Before Sheehan was named Oklahoma's Teacher of the Year, he was already making a difference.

Three years ago, he launched a campaign to recruit teachers in a state seeing a huge shortage.

"We're looking at changing public perceptions of teaching in our profession, and we're looking at improving the retention and recruitment," Sheehan said.

Sheehan spoke in front of education majors at the University of Central Oklahoma, telling the future teachers they are about to embark on a worthy and influential career.

"All I want to do is validate their decision via a person that says, 'You know what? You did make the right choice. I know what you're seeing here is kind of heavy, and it seems really negative, but it's worth it,'" Sheehan said.

This weekend, Sheehan is interviewing for teaching's highest honor.

He's one of only four finalists up for National Teacher of the Year - a title an Oklahoman hasn't been bestowed in 50 years.

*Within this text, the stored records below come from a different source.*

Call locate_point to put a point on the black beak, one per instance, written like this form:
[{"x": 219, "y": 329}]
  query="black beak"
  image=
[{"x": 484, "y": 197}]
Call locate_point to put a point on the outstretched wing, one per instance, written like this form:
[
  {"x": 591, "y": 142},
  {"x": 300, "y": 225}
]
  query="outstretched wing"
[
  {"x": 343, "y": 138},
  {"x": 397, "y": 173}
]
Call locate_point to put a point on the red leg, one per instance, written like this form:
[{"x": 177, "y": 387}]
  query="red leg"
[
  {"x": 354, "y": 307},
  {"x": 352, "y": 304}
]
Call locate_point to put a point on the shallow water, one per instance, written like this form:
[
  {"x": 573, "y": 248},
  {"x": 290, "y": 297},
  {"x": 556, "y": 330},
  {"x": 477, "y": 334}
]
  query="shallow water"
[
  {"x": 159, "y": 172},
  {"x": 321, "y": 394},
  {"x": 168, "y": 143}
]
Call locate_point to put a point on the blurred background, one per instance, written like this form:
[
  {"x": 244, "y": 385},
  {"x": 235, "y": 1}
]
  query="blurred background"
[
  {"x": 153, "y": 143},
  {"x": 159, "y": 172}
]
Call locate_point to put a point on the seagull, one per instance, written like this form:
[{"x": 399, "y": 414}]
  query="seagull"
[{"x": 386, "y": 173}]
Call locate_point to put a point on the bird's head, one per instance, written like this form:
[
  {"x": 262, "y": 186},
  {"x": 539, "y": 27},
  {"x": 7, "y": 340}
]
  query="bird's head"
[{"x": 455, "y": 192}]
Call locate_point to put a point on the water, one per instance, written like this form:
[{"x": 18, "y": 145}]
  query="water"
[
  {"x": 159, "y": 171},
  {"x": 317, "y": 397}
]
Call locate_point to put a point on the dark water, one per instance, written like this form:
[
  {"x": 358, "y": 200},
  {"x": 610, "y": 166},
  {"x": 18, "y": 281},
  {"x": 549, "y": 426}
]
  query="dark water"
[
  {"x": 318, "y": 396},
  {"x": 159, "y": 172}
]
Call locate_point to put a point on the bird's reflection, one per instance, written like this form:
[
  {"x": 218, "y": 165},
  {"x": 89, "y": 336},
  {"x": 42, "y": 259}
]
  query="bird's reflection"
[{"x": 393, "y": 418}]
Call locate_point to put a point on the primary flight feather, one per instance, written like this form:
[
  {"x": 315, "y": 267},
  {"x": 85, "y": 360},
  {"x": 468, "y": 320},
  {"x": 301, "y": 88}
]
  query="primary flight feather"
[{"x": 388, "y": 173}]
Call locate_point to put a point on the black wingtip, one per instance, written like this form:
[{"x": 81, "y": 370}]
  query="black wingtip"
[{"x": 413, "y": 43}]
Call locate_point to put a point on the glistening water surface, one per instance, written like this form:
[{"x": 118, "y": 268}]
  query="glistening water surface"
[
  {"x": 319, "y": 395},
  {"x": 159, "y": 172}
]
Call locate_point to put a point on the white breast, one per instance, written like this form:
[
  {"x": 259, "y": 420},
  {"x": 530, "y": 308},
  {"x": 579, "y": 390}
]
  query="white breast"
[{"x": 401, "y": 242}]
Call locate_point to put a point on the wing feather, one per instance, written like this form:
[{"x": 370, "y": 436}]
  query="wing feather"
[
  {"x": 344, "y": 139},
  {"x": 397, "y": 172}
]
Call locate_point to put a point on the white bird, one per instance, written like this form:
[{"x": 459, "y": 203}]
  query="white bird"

"I felt so undeserving. This is only my fifth year teaching, and I'm like 'What in the world is happening?'" Sheehan said.

But, the military man turned educator believes his atypical approach to teaching is what landed him in one of the top four slots.

"I know what it is. It's professionalizing our work through 'The Teach Like Me' campaign and things I do in my classroom. I'm not afraid to take risks," Sheehan said.

Sheehan would love to show the nation Oklahoma teachers are more than what the statistics portray.

"We have educators in our state that, despite all of these challenges, they're doing amazing work for our kids, so I would love to just carry that torch for them," Sheehan said.

Sheehan leaves Sunday to compete for the national title.

He won't find out if he wins until May.

If he's selected as National Teacher of the Year, he will meet President Obama.